Liberals jostle for Molan’s Senate seat with call for Tony Abbott to fill spot | Liberal party


The death of Jim Molan has sparked a round of Liberal infighting in New South Wales, including a call for Tony Abbott to fill his Senate seat and a push for senior moderate Marise Payne to quit parliament.

Molan died on Monday after a “sudden and rapid” decline in health after Christmas, vacating a Liberal Senate seat he was appointed to in 2019 when Arthur Sinodinos resigned, and which he was re-elected to in 2022 for a six-year term.

Although Catholic Schools NSW chief executive, Dallas McInerney, was considered an early favourite for the vacancy, on Wednesday evening Michael Kroger, the former Victorian Liberal president, began the push for Abbott, the former prime minister, to take the seat.

“Obviously this is a matter purely for the NSW party and no one likes getting advice from people outside their own state,” Kroger told Sky News Australia.

“But I would think there’s a fairly obvious replacement for someone of Jim’s seniority and that would be Tony Abbott.”

Kroger credited Abbott, who won the 2013 election before being dumped by the Liberal partyroom in 2015 for Malcolm Turnbull and losing his seat to independent Zali Steggall in 2019, as one of the “most successful opposition leaders”.

“He’s not going to be leader again but boy, what a powerhouse of knowledge and experience in putting someone like Abbott to mentor some of the newer people in the parliament,” Kroger reportedly said. “I don’t think you could find anyone better.”

Abbott has not confirmed if he will be a candidate, but Liberal sources told Guardian Australia he is keen to re-enter public life and they are taking the push seriously.

On Thursday, Abbott penned an opinion piece for the Australian newspaper arguing the best way to honour the dead is “to take seriously the causes that mattered to them”, crediting Molan for warning that Australia is “sleepwalking through lotus-land instead of responding sensibly to Beijing’s drive for world domination”.

“As Molan warns, wishful thinking about American invincibility is now as fanciful as ass­umptions about China’s likely evolution into a peaceful democracy,” Abbott wrote.

“Like Molan, I am convinced that the only way to avoid a Chinese attack on Taiwan is to make its cost unacceptable to Beijing.”

The prospect of Abbott’s return to the Senate alarmed Liberals keen to rejuvenate the party.
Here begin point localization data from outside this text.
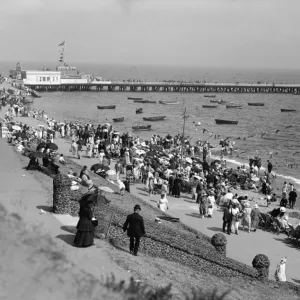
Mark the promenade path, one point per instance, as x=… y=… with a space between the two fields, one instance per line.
x=242 y=247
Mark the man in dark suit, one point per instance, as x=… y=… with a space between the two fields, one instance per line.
x=134 y=225
x=227 y=218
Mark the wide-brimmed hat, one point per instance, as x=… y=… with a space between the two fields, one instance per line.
x=137 y=207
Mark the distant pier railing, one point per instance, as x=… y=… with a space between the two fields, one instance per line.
x=177 y=87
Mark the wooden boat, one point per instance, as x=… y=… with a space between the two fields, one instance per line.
x=144 y=101
x=35 y=94
x=168 y=103
x=134 y=98
x=288 y=110
x=233 y=106
x=219 y=121
x=106 y=106
x=141 y=127
x=119 y=119
x=159 y=118
x=210 y=106
x=256 y=104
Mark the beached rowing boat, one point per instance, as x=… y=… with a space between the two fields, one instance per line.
x=288 y=110
x=35 y=94
x=219 y=121
x=158 y=118
x=119 y=119
x=168 y=103
x=106 y=106
x=233 y=106
x=144 y=101
x=256 y=104
x=134 y=98
x=218 y=101
x=210 y=106
x=141 y=127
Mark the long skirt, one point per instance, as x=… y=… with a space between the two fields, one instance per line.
x=84 y=238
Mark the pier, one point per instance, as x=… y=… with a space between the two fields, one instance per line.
x=176 y=87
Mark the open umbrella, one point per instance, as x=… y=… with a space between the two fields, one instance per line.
x=80 y=142
x=102 y=169
x=150 y=153
x=16 y=127
x=105 y=189
x=36 y=155
x=111 y=172
x=95 y=167
x=52 y=146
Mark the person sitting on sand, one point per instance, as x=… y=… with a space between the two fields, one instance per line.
x=283 y=201
x=162 y=203
x=62 y=159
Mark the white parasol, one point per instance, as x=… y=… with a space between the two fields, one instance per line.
x=105 y=189
x=16 y=127
x=111 y=172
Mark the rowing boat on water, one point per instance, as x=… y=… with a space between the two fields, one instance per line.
x=134 y=98
x=233 y=106
x=210 y=106
x=218 y=101
x=168 y=103
x=256 y=104
x=158 y=118
x=106 y=106
x=119 y=119
x=288 y=110
x=141 y=127
x=219 y=121
x=144 y=101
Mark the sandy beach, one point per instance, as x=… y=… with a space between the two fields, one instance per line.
x=187 y=210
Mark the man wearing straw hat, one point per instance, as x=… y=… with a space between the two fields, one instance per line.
x=134 y=225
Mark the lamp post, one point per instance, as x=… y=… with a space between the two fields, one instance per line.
x=185 y=116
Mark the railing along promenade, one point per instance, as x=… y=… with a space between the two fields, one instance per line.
x=178 y=86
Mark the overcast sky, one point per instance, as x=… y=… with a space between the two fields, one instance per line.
x=234 y=33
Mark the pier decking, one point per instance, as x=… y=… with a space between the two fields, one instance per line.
x=179 y=87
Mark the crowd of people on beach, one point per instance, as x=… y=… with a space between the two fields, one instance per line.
x=157 y=163
x=165 y=165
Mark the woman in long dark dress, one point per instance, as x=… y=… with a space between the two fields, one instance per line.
x=85 y=228
x=177 y=186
One said it is “not what the party needs, not what Peter Dutton needs and it’s a bad idea – not just for the party but for him [Abbott] too”.

“Kroger should stick to the Victorian division which has enough problems of its own,” one senior New South Wales Liberal told Guardian Australia.
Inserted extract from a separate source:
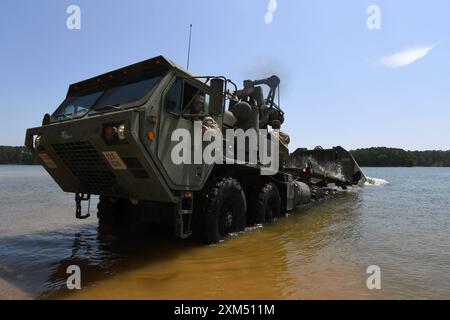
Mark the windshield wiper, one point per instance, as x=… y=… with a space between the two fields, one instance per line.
x=65 y=115
x=108 y=106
“There is an element of distaste about this being discussed before Molan’s funeral. There is plenty of time, the preselection won’t be held before the March NSW election.”

The seat will be filled by the NSW Liberal party’s 750-member state council, but factions are yet to even agree which of them will take the vacancy.

The party’s remaining senators from NSW are Payne and Andrew Bragg, both moderates, and Hollie Hughes, from the centre right.

One view is that before the election all factions agreed that Molan’s position would go to the hard right.

Hughes – who described the positioning of others as a “bit disrespectful” – put the case that her faction should get the vacancy on Sky News on Wednesday evening.

“I did see that the hard right was claiming that this was their spot,” Hughes said.

“Interestingly, they actually didn’t back Jim [Molan] the last couple times, it was actually the centre right.

“I would like to see another strong centre-right conservative person go into the Senate, someone with that sort of measured sensible view.”

Some view this as “rewriting history” and believe the moderates should respect a deal to elect a replacement from the hard right, while others believe they could support a rival candidate.

Some moderates are also agitating for Payne, the former foreign minister and the longest serving female senator in Australian history, to quit, citing her light official duties.

After the Coalition’s defeat at the May 2022 election, Payne accepted the appointment of shadow cabinet secretary rather than taking a substantive portfolio.

The feeling is not universal in the faction, with senior leaders arguing Payne is highly respected and had earned the right to go at a time of her choosing, and others suggesting the push is counter-productive and more likely to prompt her to dig in and stay.

A NSW Liberal spokesperson said: “The division will undertake a process to select a candidate to fill the casual vacancy in due course.”